At the Maine Center for Economic Policy, we believe there is a better solution that we can achieve by adhering to the following objectives:
• protect low- and middle-income people from property tax increases.
• make sure Maine’s wealthiest residents pay their fair share.
• export more of the costs for providing services and maintaining infrastructure to nonresident property owners and tourists.
• increase accountability for taxpayer subsidies to large corporations and get rid of costly tax breaks and subsidies that don’t help Maine’s economy and disadvantage our locally owned businesses.
LD 1227 provides a framework for advancing the objective of making sure out-of-state visitors pay their fair share. Maine is a “cheap date” for out-of-state visitors. Maine’s lodging tax is low compared to our neighbors, and Maine struggles to pay for the roads, public safety, and other services that visitors depend on. Asking out-of-state visitors and seasonal residents to pay their fair share for these public services is better for the economy than raising property taxes on poor and middle-class families.

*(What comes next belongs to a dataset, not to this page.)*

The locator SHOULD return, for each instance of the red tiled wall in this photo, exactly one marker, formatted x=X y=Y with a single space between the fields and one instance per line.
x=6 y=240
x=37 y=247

While LD 1227 provides a framework, MECEP encourages the legislature to direct the revenues it generates to the General Fund and not tie these funds to a specific budget item. This is the most effective way to ensure that resources are available and allocated in a way that addresses priority concerns. Furthermore, we all benefit – businesses, residents, and nonresidents alike – from public investments in our communities and infrastructure. MECEP acknowledges that we should look at potential disparities in the treatment of service center communities under current law and that Maine should have a well-funded tourism marketing program. Still, it is better tax policy to have revenues collected and distributed at the state level.
MECEP also recommends that the committee consider including meals as well as lodging in this proposal. In both cases, additional information from Maine Revenue Services would help determine revenue and distributional impacts.
Clearly, we cannot overcome the budget dilemma Maine faces without new revenue. MECEP believes that LD 1227 could be part of a broader approach that staves off property tax increases contained in the Governor’s budget proposal and is better for Maine’s people and economy.
Thank you for your time and for your service to the State of Maine.